Median Annual Salary: $82,790

World Languages Teacher

World languages teachers train students to speak a foreign language and understand related cultures and traditions. Teachers must pass oral and writing proficiency tests in a particular foreign language to earn a world languages teaching endorsement. CSDE may reward educators willing to fill shortages in grades 7-12 in this specialization. The following median annual salary reflects high school teachers in Connecticut.

Median Annual Salary: $79,530

Frequently Asked Questions About Teaching Certification in Connecticut

How do I get teaching certification in Connecticut?

CSDE requires teachers to complete a bachelor's degree and educator preparation program to qualify for certification in Connecticut. Additionally, teachers must gain at least 10 weeks of student teaching experience and pass certification exams in their endorsement area.

Teachers who meet all beginner-level qualifications receive initial certification. These teachers have the potential to advance to provisional certification with more experience. Educators must eventually earn a master's degree to achieve the highest level of professional teaching certification in Connecticut.

Can I teach in Connecticut without certification?

No. However, CSDE provides certification paths for educators from all educational backgrounds and experience levels. Most teachers in Connecticut pursue a state-approved educator preparation program to earn certification. Others follow an alternate path to meet CSDE qualifications.

All teachers in preK-12 public schools in Connecticut need a valid teaching certificate or temporary or emergency teaching credentials for a particular shortage area or district. Like many other states, Connecticut does not require the same licensing process for postsecondary or private school teachers.

How long does it take to become a teacher in Connecticut?

The process of earning teaching certification in Connecticut can take between 1-4 years. Aspiring teachers with a bachelor's degree can potentially complete the other certification requirements, including an educator preparation program, in 1-2 years.
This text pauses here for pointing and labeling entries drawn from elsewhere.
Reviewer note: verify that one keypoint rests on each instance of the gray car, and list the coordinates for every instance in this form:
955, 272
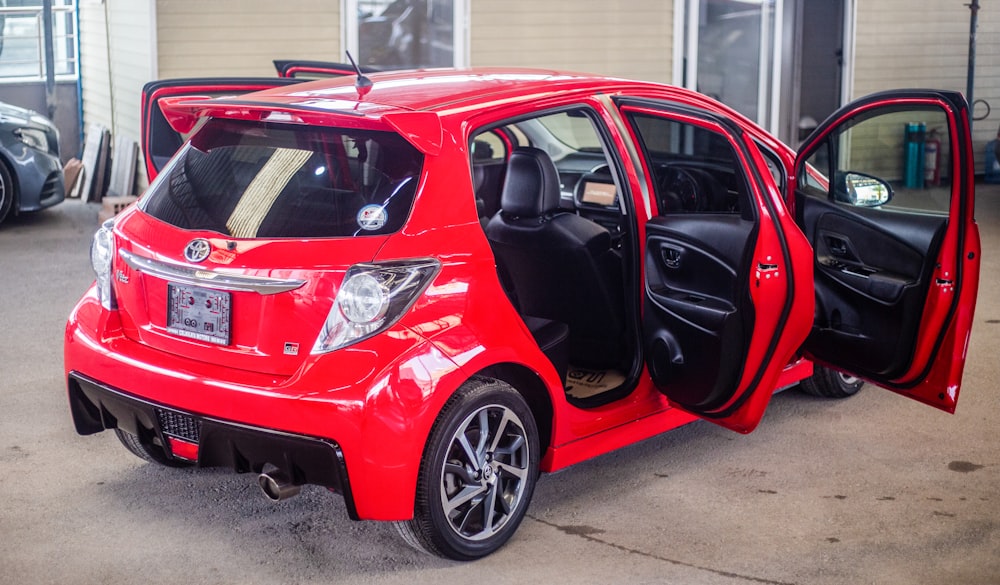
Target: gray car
31, 174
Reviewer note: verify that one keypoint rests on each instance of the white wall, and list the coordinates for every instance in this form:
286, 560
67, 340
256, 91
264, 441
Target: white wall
116, 59
197, 38
899, 45
624, 38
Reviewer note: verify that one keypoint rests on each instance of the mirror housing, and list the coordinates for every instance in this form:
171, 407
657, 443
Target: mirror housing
862, 190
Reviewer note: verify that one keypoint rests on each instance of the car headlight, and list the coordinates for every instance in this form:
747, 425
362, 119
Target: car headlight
34, 138
372, 298
101, 254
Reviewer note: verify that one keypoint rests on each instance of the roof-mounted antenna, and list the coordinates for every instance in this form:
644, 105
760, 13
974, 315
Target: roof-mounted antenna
362, 83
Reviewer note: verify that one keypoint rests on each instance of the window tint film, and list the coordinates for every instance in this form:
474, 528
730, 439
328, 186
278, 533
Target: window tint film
248, 180
694, 170
900, 160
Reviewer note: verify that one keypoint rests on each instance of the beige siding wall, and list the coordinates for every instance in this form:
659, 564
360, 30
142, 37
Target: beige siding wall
627, 38
899, 45
115, 62
241, 37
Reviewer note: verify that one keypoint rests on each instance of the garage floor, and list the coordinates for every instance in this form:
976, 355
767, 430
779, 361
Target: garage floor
875, 489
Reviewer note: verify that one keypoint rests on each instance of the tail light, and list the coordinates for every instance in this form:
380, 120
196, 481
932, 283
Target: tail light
372, 298
102, 252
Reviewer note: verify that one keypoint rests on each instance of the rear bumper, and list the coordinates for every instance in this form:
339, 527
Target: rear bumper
375, 402
306, 460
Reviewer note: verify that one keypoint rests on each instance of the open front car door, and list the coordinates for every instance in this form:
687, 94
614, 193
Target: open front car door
885, 196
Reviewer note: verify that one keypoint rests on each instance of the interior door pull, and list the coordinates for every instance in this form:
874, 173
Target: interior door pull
671, 256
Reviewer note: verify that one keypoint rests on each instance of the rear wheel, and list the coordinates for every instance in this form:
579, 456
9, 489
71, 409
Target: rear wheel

Others who still need to complete a bachelor's degree and an educator preparation program may take four years to qualify for initial certification.

Once a teacher achieves initial certification, it remains valid for up to three years and is renewable for up to five times. Teachers can then work their way up to a provisional certificate and, ultimately, professional certification.

What can I do with teaching certification in Connecticut?

Educators with teaching certification in Connecticut can work in preK-12 public schools and adult vocational programs. Teachers can earn certification in their desired endorsement area to teach multiple elementary subjects, individual middle or high school subjects, or career or technical education.

Candidates may also pursue a specialization, such as special education, world languages, or technology education. CSDE also requires separate certification processes for non-teaching jobs in education, including principals, school counselors, and district administrators.

How do I become a substitute teacher in Connecticut?

Substitute teaching in Connecticut typically requires a bachelor's degree. Although, some districts accept candidates with a high school diploma and teaching experience in lieu of a degree. Candidates must apply to work in a particular district, as CSDE issues district-specific substitute teaching permits.

While substitute teachers are generally granted authorization for brief employment periods, some districts need substitutes for more than 40 days. These candidates must hold a bachelor's degree and at least 12 credits in the desired subject or content area. All substitute teacher authorizations expire annually on June 30 and require re-application for renewal consideration.